The first time I ever met San we went to the Tate Modern gallery, and she tells me now she thought I hated her because I was so quiet. I tell that I loved her even then, and had always tried to be sure I knew where she was the whole day -- but didn't think it necessary for us to be at each other's side the whole time. I uphold that Saturday wasn't meant to have any significance, I would have wanted to see the exhibition wherever it was being held. It was just coincidence we'd spent the day together there once before.

The questions still remaining are: Is San right, and were we complacent seeing each other all the time? Will it be better to have a chance to miss one another now? Will our relationship stand up to this change of pace? And of course, what the sam hell am I doing with my life?

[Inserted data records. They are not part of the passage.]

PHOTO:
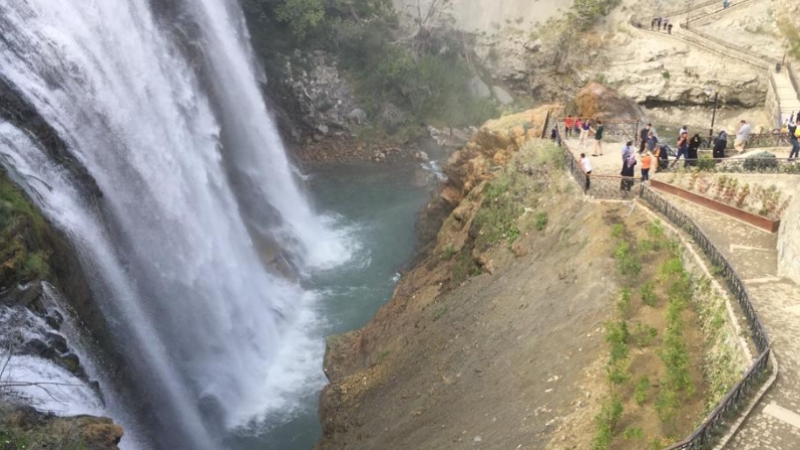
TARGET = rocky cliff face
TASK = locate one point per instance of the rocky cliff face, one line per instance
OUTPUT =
(451, 359)
(35, 258)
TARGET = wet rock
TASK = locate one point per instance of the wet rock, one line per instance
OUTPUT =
(478, 89)
(57, 342)
(502, 95)
(357, 116)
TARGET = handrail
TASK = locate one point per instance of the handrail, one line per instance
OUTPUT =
(714, 422)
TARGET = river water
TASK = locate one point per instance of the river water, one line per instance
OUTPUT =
(376, 206)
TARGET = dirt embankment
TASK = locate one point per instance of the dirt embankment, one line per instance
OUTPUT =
(486, 341)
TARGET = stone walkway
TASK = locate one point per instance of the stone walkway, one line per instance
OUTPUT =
(774, 424)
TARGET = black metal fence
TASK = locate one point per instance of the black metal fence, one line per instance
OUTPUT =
(752, 164)
(716, 422)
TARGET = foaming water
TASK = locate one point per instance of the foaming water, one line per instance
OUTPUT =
(187, 171)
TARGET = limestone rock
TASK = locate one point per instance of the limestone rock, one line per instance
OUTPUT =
(502, 95)
(478, 89)
(599, 101)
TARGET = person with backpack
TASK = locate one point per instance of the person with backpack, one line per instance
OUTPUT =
(586, 165)
(585, 127)
(683, 147)
(644, 136)
(569, 122)
(647, 160)
(598, 138)
(794, 139)
(720, 142)
(628, 163)
(694, 145)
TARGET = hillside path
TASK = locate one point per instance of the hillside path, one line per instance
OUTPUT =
(687, 27)
(774, 424)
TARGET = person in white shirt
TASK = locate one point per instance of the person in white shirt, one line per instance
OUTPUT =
(586, 165)
(741, 136)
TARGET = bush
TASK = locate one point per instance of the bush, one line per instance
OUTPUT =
(762, 161)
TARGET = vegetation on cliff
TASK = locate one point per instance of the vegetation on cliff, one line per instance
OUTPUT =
(31, 251)
(421, 71)
(25, 253)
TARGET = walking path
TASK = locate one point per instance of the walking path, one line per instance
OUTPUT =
(786, 94)
(774, 424)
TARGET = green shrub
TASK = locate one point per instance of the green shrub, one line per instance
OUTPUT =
(648, 294)
(617, 231)
(541, 221)
(606, 421)
(624, 303)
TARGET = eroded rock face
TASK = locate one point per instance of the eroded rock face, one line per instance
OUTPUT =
(652, 68)
(49, 431)
(789, 242)
(599, 101)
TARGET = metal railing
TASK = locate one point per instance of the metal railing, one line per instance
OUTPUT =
(715, 422)
(736, 165)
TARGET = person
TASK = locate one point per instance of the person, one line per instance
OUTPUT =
(647, 160)
(694, 145)
(569, 122)
(720, 142)
(741, 136)
(627, 170)
(598, 138)
(653, 148)
(626, 151)
(644, 136)
(683, 147)
(586, 165)
(795, 140)
(585, 127)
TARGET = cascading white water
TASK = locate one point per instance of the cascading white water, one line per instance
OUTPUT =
(207, 329)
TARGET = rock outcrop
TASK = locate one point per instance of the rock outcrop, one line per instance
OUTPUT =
(599, 101)
(23, 427)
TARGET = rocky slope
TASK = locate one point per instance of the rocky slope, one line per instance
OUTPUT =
(513, 279)
(32, 253)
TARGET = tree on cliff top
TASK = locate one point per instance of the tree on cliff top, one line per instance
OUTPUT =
(586, 13)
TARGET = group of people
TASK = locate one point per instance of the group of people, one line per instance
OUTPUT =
(583, 129)
(659, 23)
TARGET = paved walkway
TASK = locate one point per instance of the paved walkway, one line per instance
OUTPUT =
(788, 98)
(774, 424)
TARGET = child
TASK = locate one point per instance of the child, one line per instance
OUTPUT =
(646, 161)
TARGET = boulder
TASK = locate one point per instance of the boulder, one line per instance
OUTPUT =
(357, 116)
(502, 95)
(478, 89)
(598, 101)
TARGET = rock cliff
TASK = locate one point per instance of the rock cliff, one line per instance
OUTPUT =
(454, 358)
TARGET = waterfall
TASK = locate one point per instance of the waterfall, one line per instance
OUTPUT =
(193, 174)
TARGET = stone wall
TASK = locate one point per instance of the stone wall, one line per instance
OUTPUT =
(789, 242)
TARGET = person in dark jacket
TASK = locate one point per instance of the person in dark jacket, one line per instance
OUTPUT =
(720, 142)
(694, 145)
(644, 135)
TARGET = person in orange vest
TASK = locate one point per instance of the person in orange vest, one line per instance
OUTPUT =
(647, 160)
(569, 122)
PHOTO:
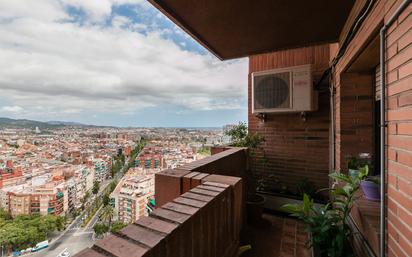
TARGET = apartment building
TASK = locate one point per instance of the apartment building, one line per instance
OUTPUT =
(131, 197)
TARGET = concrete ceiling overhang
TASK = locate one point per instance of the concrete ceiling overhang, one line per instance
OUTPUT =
(239, 28)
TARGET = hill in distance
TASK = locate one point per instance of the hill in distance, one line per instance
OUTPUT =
(25, 123)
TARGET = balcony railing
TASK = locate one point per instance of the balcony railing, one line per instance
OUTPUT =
(200, 213)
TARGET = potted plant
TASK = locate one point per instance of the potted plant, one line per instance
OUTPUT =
(327, 224)
(240, 137)
(370, 185)
(355, 163)
(280, 194)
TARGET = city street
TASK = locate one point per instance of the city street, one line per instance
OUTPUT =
(75, 238)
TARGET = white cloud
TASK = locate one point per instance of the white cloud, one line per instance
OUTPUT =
(11, 109)
(63, 68)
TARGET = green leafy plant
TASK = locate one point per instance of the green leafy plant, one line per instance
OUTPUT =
(327, 224)
(240, 137)
(355, 163)
(304, 186)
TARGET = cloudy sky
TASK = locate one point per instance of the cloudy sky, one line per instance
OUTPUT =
(111, 62)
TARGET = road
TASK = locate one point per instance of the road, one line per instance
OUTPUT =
(76, 238)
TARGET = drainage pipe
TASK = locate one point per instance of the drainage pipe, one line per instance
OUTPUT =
(383, 125)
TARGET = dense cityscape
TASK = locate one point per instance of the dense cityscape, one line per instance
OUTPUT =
(62, 187)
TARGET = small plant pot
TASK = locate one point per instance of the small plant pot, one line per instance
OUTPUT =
(371, 190)
(254, 208)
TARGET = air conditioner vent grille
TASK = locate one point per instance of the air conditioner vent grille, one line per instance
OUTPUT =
(272, 91)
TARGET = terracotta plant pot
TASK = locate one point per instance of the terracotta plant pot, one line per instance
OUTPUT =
(254, 208)
(371, 190)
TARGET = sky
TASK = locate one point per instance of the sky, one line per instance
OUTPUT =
(112, 62)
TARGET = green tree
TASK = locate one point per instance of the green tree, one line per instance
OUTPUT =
(107, 214)
(96, 187)
(106, 199)
(113, 185)
(4, 214)
(100, 229)
(117, 226)
(240, 136)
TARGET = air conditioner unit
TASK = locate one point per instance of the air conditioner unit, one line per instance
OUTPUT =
(283, 90)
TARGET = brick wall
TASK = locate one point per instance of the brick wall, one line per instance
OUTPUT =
(295, 148)
(204, 221)
(399, 116)
(399, 138)
(354, 117)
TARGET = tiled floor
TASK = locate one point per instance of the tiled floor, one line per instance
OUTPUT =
(276, 237)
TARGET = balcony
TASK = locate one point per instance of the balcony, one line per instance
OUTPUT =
(202, 213)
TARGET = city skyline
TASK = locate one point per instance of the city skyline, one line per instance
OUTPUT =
(113, 63)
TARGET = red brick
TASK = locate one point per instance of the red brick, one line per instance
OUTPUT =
(400, 114)
(405, 70)
(405, 128)
(405, 40)
(405, 158)
(399, 197)
(405, 99)
(392, 155)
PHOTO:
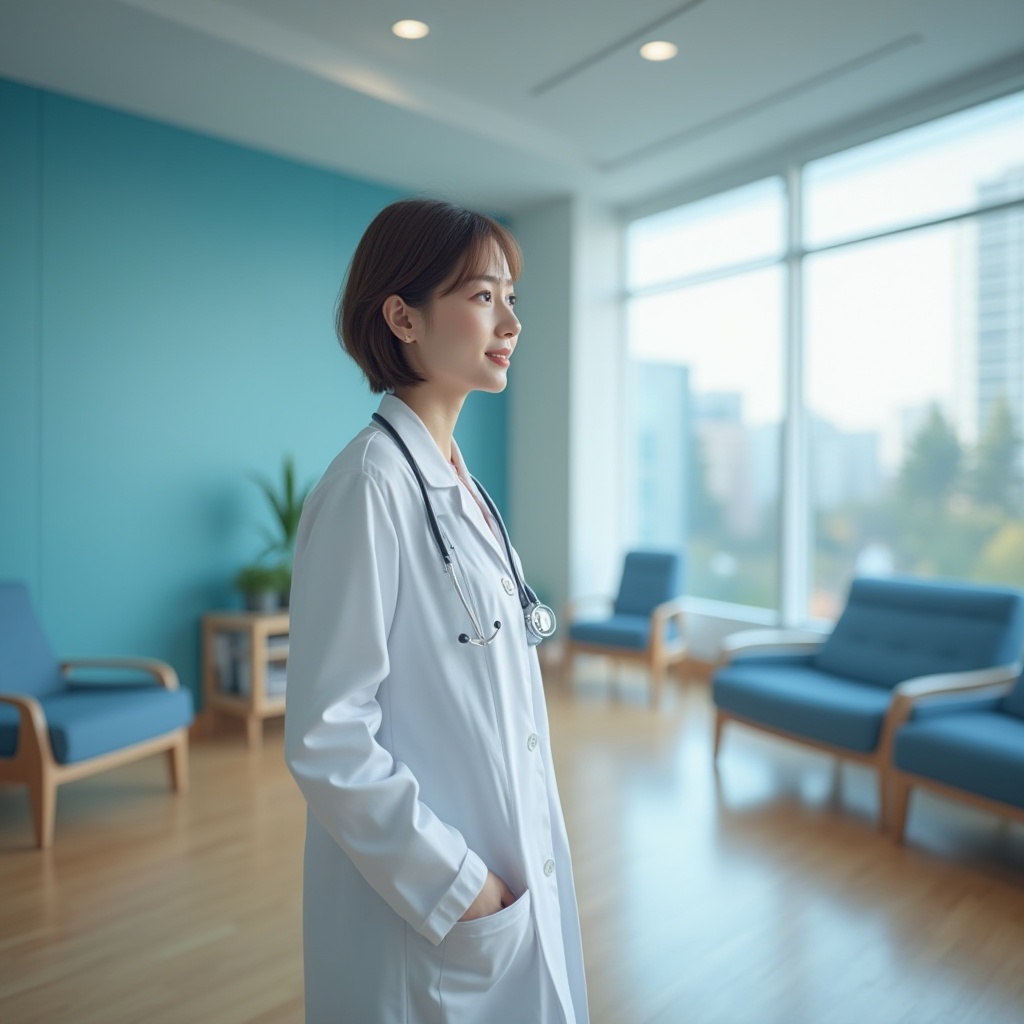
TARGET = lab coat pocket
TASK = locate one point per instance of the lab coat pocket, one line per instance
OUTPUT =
(479, 952)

Tune in next time for all this and more...

Wednesday 2 June 2004

Farewells

Sometimes it feels like my life is punctuated with goodbyes. Over the past few years I have given up thinking of anywhere as home for any length of time, given up thinking of anything as permanent. Anything, that is, except for goodbyes. It might sound over dramatic, but saying goodbye, so long, see you later –- these seem to become permanent farewells.

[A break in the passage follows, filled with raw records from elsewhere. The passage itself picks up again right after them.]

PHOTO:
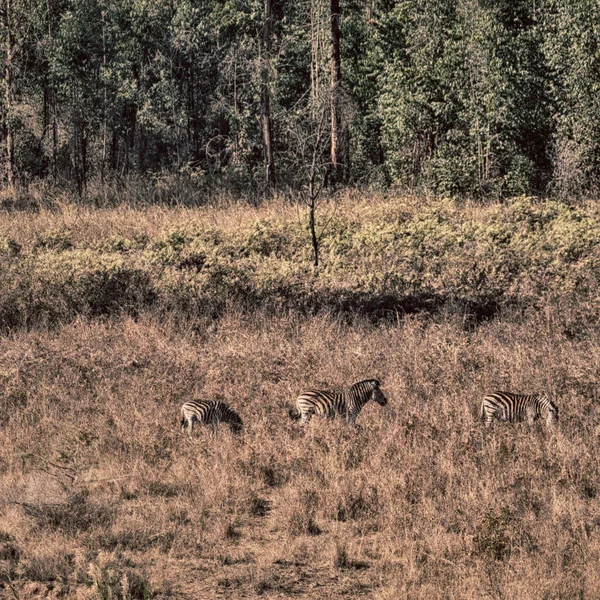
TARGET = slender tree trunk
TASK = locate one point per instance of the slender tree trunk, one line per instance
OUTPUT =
(265, 116)
(105, 99)
(52, 98)
(8, 92)
(336, 77)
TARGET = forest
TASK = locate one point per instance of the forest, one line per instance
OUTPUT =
(480, 97)
(240, 201)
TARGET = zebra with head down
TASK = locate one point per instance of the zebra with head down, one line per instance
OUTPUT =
(347, 403)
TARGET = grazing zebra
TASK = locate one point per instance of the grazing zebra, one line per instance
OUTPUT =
(209, 412)
(516, 407)
(347, 403)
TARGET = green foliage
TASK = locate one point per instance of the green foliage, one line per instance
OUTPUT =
(459, 97)
(389, 256)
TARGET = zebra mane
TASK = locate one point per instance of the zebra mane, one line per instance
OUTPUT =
(370, 383)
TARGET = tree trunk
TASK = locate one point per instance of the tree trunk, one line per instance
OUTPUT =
(336, 77)
(8, 92)
(265, 116)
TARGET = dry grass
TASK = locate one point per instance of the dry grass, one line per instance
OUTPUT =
(99, 487)
(102, 496)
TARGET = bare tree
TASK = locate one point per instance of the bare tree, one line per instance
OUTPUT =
(336, 78)
(265, 116)
(8, 92)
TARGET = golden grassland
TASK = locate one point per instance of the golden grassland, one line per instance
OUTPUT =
(102, 496)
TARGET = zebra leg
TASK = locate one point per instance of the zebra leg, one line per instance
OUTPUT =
(489, 417)
(305, 417)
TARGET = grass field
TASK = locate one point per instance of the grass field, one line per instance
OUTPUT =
(101, 495)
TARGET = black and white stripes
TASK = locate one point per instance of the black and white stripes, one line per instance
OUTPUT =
(209, 412)
(516, 407)
(347, 403)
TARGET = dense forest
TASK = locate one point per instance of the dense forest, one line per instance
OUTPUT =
(477, 97)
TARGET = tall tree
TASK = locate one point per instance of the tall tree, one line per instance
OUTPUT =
(336, 81)
(9, 37)
(265, 113)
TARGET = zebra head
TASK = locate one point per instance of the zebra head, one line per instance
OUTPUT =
(377, 394)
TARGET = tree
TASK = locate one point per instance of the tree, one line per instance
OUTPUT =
(265, 116)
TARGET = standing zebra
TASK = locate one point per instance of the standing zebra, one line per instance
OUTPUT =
(209, 412)
(516, 407)
(347, 403)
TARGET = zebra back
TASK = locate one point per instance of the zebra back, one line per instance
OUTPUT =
(518, 407)
(347, 403)
(209, 412)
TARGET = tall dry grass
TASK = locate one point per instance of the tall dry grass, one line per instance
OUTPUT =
(102, 496)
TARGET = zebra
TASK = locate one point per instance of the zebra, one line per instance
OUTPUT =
(347, 403)
(209, 412)
(518, 407)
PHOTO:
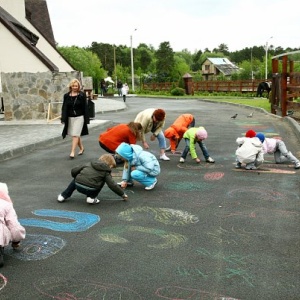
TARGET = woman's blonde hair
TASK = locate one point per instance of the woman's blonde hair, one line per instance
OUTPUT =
(108, 159)
(136, 129)
(74, 81)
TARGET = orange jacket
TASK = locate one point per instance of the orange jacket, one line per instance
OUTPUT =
(177, 129)
(114, 136)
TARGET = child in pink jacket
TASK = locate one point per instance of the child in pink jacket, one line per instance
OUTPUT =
(10, 228)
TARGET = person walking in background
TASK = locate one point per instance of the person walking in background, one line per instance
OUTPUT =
(10, 228)
(281, 154)
(153, 120)
(75, 116)
(110, 139)
(140, 165)
(90, 178)
(103, 87)
(125, 90)
(250, 151)
(176, 131)
(119, 87)
(192, 136)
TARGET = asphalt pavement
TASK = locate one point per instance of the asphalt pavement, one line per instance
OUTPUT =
(206, 231)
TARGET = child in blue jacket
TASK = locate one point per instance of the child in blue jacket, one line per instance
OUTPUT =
(140, 165)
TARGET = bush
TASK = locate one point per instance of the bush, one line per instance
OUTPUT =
(178, 92)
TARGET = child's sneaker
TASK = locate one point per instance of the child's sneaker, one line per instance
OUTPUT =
(164, 157)
(238, 165)
(151, 187)
(92, 200)
(210, 160)
(60, 198)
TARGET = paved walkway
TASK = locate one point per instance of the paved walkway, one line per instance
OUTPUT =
(19, 137)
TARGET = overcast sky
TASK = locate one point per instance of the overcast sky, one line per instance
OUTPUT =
(186, 24)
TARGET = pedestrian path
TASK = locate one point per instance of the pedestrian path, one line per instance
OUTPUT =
(20, 137)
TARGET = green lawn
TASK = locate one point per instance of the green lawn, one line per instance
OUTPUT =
(250, 101)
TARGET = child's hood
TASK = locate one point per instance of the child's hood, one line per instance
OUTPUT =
(100, 166)
(125, 150)
(4, 192)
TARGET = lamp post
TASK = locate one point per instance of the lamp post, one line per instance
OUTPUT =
(132, 67)
(266, 73)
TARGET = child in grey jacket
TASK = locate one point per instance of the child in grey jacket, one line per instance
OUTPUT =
(90, 178)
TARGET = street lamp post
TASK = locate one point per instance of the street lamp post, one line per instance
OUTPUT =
(132, 67)
(266, 73)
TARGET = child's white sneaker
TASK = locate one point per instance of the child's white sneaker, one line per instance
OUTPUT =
(60, 198)
(92, 200)
(151, 187)
(164, 157)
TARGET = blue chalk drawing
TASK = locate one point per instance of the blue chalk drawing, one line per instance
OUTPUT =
(83, 221)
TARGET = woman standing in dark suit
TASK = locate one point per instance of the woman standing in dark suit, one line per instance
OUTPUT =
(75, 116)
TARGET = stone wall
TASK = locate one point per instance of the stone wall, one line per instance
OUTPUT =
(27, 95)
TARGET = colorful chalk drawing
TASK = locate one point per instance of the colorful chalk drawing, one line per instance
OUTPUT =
(170, 240)
(180, 293)
(37, 247)
(213, 176)
(203, 165)
(62, 289)
(232, 266)
(3, 282)
(82, 221)
(163, 215)
(264, 170)
(262, 194)
(233, 236)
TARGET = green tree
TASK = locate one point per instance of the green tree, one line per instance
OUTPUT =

I stood in the car park of San’s flat and watched her leave. I’ve never been properly introduced to her Dad, and have no idea if he knows who I am or if San even has a boyfriend. Just the same, without caring if he would see and ask her questions I held her hand, wiped away her tears, and kissed her goodbye. I then just stood and watched the car pull out, and drive away. I lingered a little to watch her flatmates leave too. Then I sat down on the curb and wondered what to do next.

I remember years ago, Fiona and I spent New Year together and at that time I had held her in my arms and thought how I could spend my life with that girl, if only given the chance. Just a few days later, I stood in a bus station in London and watched her crying, as her bus drove away. We said it would only be temporary, we’d pick up where we left off when I got back from Utah – we’d be a little older and a little wiser and it would be good. But of course that didn’t happen. She moved on, or I moved on, and what we intended to be a brief farewell really did turn into goodbye. The couple of times we have met in the years since then haven’t changed that.

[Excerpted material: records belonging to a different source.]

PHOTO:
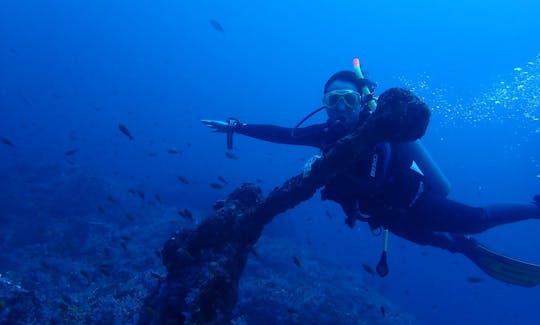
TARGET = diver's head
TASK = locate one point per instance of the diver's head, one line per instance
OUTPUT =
(343, 97)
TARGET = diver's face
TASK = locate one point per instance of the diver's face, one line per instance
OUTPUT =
(343, 102)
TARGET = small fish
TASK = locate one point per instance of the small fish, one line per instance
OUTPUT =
(44, 264)
(230, 155)
(124, 130)
(71, 151)
(105, 269)
(156, 275)
(253, 251)
(7, 142)
(183, 180)
(223, 180)
(215, 185)
(216, 25)
(85, 274)
(368, 269)
(475, 279)
(292, 310)
(130, 217)
(186, 214)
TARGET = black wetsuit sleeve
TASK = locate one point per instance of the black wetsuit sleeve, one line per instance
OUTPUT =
(309, 136)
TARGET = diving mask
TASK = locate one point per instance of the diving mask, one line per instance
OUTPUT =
(351, 98)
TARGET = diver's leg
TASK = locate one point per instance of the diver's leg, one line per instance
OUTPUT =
(440, 214)
(500, 214)
(454, 243)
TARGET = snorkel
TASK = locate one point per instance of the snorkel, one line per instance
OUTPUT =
(371, 103)
(365, 91)
(382, 265)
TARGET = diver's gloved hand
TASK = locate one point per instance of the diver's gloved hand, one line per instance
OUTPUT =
(221, 126)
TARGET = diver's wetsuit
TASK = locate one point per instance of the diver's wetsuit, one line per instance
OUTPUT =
(384, 190)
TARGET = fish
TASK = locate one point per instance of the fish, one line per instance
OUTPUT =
(140, 194)
(215, 185)
(216, 25)
(130, 217)
(156, 275)
(223, 180)
(475, 279)
(71, 151)
(253, 251)
(85, 274)
(7, 142)
(183, 180)
(230, 155)
(105, 269)
(368, 269)
(125, 130)
(186, 214)
(292, 310)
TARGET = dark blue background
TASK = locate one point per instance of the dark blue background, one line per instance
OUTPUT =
(71, 71)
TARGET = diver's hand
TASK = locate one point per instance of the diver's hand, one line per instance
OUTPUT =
(217, 126)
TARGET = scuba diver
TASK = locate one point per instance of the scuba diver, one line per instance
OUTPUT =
(399, 188)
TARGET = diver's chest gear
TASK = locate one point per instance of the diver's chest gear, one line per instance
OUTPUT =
(377, 185)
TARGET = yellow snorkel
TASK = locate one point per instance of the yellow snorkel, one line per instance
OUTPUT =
(382, 266)
(365, 90)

I have moved from city to city, moved back home, left again, and then now face the prospect of moving back once more with little to show for it. I don’t feel at home anywhere, and I have so many nights that feel like my last night in town.

San knows I’m scared this is it, and I think she feels the same. It will be at least a month before I see her again – after we are used to seeing each other almost every single day. Even then I don’t know what I’ll be doing, or how long for – but San will return to Leicester this September, and possibly on to Maryland in January. I don’t know if we will make it.

I want somewhere that feels like home. Not somewhere where I feel I’ve been forgotten that I’m here, or somewhere that I only get to call home for only a few months or a year. I want to see the world, but I want somewhere to return to. And as sappy as it sounds, I want a love.